- Leader: Sebghatullah Sanjar (until 2012)
- President: Adelah Bahram Nezami
- Founded: 6 November 1999
- Banned: 15 August 2021
- Ideology: Anticlericalism Legal egalitarianism Liberal feminism Liberal socialism Radicalism Populism Progressivism Republicanism Secularism Secular humanism Social democracy Social liberalism Third way
- Political position: Centre to centre-left

Website
- afghanistanrepublicanparty.org

= Republican Party of Afghanistan =

Political party established in 1999

The Republican Party of Afghanistan (حزب جمهوریخواهان افغانستان, Hezb-e Jomhorikhahan-e Afghanistan) is a political party in Afghanistan. When the party was founded in 1999, it declared the Universal Declaration of Human Rights as the programme of the party. Sebghatullah Sanjar was elected as the chairman of the party.

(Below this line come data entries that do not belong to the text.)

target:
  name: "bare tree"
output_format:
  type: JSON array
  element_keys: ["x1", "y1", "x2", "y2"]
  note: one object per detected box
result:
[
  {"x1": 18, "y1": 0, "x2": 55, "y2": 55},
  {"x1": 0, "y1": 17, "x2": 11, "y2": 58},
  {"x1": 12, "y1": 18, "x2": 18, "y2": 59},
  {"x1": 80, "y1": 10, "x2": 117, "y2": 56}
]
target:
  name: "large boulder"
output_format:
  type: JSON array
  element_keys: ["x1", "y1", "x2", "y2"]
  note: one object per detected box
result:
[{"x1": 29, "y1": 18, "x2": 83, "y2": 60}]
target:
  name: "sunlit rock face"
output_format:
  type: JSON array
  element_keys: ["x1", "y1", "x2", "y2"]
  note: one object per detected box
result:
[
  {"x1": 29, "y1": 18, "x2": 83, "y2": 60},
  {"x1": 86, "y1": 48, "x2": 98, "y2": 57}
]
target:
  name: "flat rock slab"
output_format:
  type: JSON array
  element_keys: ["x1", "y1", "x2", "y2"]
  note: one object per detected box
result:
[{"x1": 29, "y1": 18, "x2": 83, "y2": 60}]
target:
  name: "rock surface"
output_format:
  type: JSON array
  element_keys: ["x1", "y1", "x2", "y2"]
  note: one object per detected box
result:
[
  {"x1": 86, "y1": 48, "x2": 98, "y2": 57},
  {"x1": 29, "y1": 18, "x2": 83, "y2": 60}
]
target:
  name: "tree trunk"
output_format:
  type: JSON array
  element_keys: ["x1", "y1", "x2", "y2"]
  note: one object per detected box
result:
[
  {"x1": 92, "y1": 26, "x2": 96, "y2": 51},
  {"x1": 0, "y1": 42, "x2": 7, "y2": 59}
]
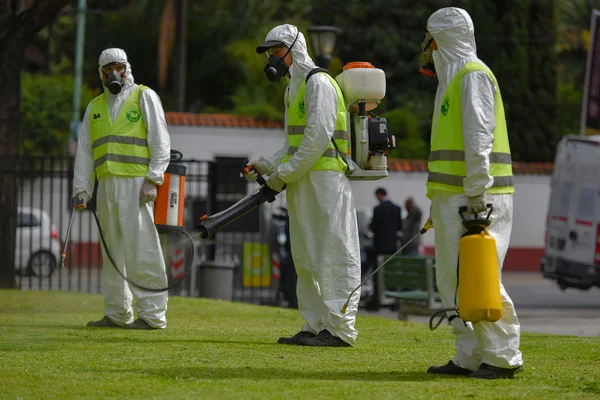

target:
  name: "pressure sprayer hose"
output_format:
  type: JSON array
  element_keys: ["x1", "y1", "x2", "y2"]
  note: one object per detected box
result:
[
  {"x1": 429, "y1": 307, "x2": 458, "y2": 331},
  {"x1": 91, "y1": 209, "x2": 194, "y2": 292}
]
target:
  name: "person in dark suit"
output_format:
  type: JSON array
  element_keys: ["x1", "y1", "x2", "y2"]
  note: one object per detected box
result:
[{"x1": 367, "y1": 188, "x2": 402, "y2": 311}]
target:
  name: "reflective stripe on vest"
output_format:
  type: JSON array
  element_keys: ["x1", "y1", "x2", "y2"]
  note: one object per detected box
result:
[
  {"x1": 427, "y1": 62, "x2": 514, "y2": 197},
  {"x1": 89, "y1": 85, "x2": 150, "y2": 179},
  {"x1": 282, "y1": 73, "x2": 348, "y2": 171}
]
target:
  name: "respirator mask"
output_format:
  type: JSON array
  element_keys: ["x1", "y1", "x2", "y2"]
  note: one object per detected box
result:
[
  {"x1": 101, "y1": 63, "x2": 126, "y2": 95},
  {"x1": 263, "y1": 31, "x2": 300, "y2": 82},
  {"x1": 419, "y1": 32, "x2": 436, "y2": 78}
]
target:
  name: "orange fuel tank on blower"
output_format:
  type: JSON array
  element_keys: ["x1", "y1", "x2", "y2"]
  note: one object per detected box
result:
[{"x1": 154, "y1": 150, "x2": 186, "y2": 234}]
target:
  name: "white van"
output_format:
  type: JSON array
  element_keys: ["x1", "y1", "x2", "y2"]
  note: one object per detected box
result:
[{"x1": 541, "y1": 135, "x2": 600, "y2": 290}]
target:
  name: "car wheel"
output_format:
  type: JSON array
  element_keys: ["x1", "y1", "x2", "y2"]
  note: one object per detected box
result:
[{"x1": 29, "y1": 251, "x2": 56, "y2": 278}]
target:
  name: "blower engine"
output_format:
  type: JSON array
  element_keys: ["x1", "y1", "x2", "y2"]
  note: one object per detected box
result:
[
  {"x1": 458, "y1": 204, "x2": 502, "y2": 323},
  {"x1": 335, "y1": 62, "x2": 396, "y2": 180},
  {"x1": 198, "y1": 62, "x2": 396, "y2": 239}
]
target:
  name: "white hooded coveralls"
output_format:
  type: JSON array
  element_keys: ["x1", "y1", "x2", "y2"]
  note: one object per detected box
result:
[
  {"x1": 427, "y1": 7, "x2": 523, "y2": 371},
  {"x1": 73, "y1": 48, "x2": 171, "y2": 328},
  {"x1": 258, "y1": 24, "x2": 360, "y2": 345}
]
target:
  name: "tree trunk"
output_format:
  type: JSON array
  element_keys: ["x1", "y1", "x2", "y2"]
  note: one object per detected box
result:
[{"x1": 0, "y1": 0, "x2": 70, "y2": 289}]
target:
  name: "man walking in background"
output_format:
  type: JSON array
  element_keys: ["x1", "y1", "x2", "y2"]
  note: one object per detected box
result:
[{"x1": 367, "y1": 188, "x2": 402, "y2": 311}]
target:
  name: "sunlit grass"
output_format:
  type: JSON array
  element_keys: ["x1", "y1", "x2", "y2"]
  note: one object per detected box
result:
[{"x1": 0, "y1": 291, "x2": 600, "y2": 400}]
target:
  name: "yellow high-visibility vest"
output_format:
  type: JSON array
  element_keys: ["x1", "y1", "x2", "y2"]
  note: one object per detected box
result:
[
  {"x1": 282, "y1": 74, "x2": 348, "y2": 172},
  {"x1": 427, "y1": 62, "x2": 515, "y2": 198},
  {"x1": 89, "y1": 85, "x2": 150, "y2": 179}
]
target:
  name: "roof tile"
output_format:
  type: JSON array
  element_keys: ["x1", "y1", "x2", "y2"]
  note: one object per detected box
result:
[
  {"x1": 165, "y1": 112, "x2": 554, "y2": 175},
  {"x1": 165, "y1": 112, "x2": 283, "y2": 129}
]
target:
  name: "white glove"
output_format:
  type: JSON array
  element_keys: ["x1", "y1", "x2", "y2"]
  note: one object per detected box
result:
[
  {"x1": 75, "y1": 192, "x2": 90, "y2": 211},
  {"x1": 467, "y1": 193, "x2": 487, "y2": 214},
  {"x1": 267, "y1": 171, "x2": 285, "y2": 192},
  {"x1": 244, "y1": 157, "x2": 269, "y2": 182},
  {"x1": 140, "y1": 180, "x2": 157, "y2": 206}
]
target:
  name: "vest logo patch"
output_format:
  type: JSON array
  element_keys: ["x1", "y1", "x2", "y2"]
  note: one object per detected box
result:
[
  {"x1": 127, "y1": 109, "x2": 142, "y2": 122},
  {"x1": 441, "y1": 96, "x2": 450, "y2": 117}
]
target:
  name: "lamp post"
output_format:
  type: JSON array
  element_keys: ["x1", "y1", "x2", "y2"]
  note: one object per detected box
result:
[{"x1": 308, "y1": 25, "x2": 342, "y2": 69}]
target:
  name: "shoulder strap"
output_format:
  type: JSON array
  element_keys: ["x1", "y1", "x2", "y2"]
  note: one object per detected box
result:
[{"x1": 306, "y1": 67, "x2": 333, "y2": 83}]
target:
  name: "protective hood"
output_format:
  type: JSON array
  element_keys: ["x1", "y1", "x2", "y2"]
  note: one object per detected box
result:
[
  {"x1": 98, "y1": 48, "x2": 135, "y2": 97},
  {"x1": 265, "y1": 24, "x2": 317, "y2": 102},
  {"x1": 427, "y1": 7, "x2": 477, "y2": 79}
]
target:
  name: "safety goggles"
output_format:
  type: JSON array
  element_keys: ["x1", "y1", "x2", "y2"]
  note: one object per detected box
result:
[
  {"x1": 265, "y1": 45, "x2": 287, "y2": 57},
  {"x1": 101, "y1": 63, "x2": 126, "y2": 75}
]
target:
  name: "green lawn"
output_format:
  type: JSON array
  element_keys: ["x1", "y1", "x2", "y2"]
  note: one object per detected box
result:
[{"x1": 0, "y1": 290, "x2": 600, "y2": 400}]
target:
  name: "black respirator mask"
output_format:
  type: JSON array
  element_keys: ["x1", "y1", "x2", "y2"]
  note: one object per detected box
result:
[
  {"x1": 102, "y1": 70, "x2": 123, "y2": 95},
  {"x1": 263, "y1": 31, "x2": 300, "y2": 82},
  {"x1": 419, "y1": 32, "x2": 437, "y2": 78}
]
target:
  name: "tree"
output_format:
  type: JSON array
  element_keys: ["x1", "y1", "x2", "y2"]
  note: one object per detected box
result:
[
  {"x1": 0, "y1": 0, "x2": 70, "y2": 288},
  {"x1": 19, "y1": 73, "x2": 94, "y2": 157}
]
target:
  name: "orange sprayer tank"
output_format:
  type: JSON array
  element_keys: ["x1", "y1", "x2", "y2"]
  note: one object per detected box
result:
[
  {"x1": 154, "y1": 150, "x2": 186, "y2": 233},
  {"x1": 458, "y1": 204, "x2": 502, "y2": 323}
]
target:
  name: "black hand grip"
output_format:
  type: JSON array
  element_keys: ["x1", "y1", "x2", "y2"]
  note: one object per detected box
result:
[{"x1": 458, "y1": 203, "x2": 494, "y2": 221}]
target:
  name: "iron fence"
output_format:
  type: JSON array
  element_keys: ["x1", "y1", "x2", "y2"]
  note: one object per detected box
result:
[{"x1": 8, "y1": 157, "x2": 284, "y2": 305}]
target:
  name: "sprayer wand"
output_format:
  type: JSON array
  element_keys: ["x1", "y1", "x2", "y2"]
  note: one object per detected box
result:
[
  {"x1": 341, "y1": 218, "x2": 433, "y2": 314},
  {"x1": 60, "y1": 197, "x2": 84, "y2": 268}
]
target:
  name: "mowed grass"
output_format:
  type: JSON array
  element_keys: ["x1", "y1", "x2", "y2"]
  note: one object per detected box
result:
[{"x1": 0, "y1": 290, "x2": 600, "y2": 400}]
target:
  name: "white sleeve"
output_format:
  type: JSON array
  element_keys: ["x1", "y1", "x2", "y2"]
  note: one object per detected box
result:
[
  {"x1": 461, "y1": 71, "x2": 496, "y2": 197},
  {"x1": 140, "y1": 89, "x2": 171, "y2": 185},
  {"x1": 73, "y1": 103, "x2": 96, "y2": 198},
  {"x1": 277, "y1": 73, "x2": 337, "y2": 183}
]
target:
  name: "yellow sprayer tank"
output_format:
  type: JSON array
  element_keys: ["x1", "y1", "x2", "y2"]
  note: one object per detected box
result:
[{"x1": 458, "y1": 204, "x2": 502, "y2": 323}]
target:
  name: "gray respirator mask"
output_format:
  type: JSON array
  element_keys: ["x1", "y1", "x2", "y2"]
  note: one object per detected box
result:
[
  {"x1": 263, "y1": 31, "x2": 300, "y2": 82},
  {"x1": 102, "y1": 70, "x2": 123, "y2": 95},
  {"x1": 419, "y1": 32, "x2": 437, "y2": 78}
]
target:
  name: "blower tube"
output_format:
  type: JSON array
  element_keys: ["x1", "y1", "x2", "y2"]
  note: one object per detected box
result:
[
  {"x1": 198, "y1": 186, "x2": 280, "y2": 239},
  {"x1": 197, "y1": 167, "x2": 285, "y2": 239}
]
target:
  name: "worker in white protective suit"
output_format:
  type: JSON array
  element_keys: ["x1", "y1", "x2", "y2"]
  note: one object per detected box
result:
[
  {"x1": 421, "y1": 7, "x2": 523, "y2": 379},
  {"x1": 73, "y1": 48, "x2": 171, "y2": 329},
  {"x1": 246, "y1": 24, "x2": 360, "y2": 347}
]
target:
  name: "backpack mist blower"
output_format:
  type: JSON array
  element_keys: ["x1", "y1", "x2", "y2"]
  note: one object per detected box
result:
[
  {"x1": 429, "y1": 204, "x2": 502, "y2": 330},
  {"x1": 61, "y1": 150, "x2": 194, "y2": 292},
  {"x1": 314, "y1": 61, "x2": 396, "y2": 180}
]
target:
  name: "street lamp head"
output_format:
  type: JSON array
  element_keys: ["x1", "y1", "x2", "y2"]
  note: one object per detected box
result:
[{"x1": 308, "y1": 25, "x2": 342, "y2": 68}]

The party established liaisons with the United Nations Special Mission to Afghanistan office in Kabul, and was invited to the 2001 Bonn conference; Zai Waziri, the founder and its first leader participated the Bonn Conference. However, a shift in the UNSMA office resulted in the group being degraded to observers at the conference. Along with other democratic sections that had been invited to the Bonn conference, the party took part in founding the Council of Defenders of Peace and Democracy in the spring of 2002, just weeks before the opening of the Emergency Loya Jirga. In late 2002, the leadership of the party was passed over to Sibghatullah Sanjar, after an election within the party ranks.

During the constitutional Loya jirga of 2003, the Party announced its support for a presidential system in the future constitution of Afghanistan. The Party also expressed its support for free education and health care. As of 2003, the party claimed to have 35 000 members across the country.

On 6 March 2004, it became the first political party to register at the Ministry of Justice under the new system.

On October 1, 2005 it took part in founding the Advisory Commission of National and Democratic Parties (AC-NDP), a broad coalition of factions opposed to 'warlordism'. However it soon withdrew from the new structure.

The party headquarters is located in Qae Fathollah, a district of Kabul.

Adla Bahram is the director of women's affairs of the party and now the elected party president.

The party leader, Sebghatullah Sanjar, was assassinated in Kabul on 5 May 2012.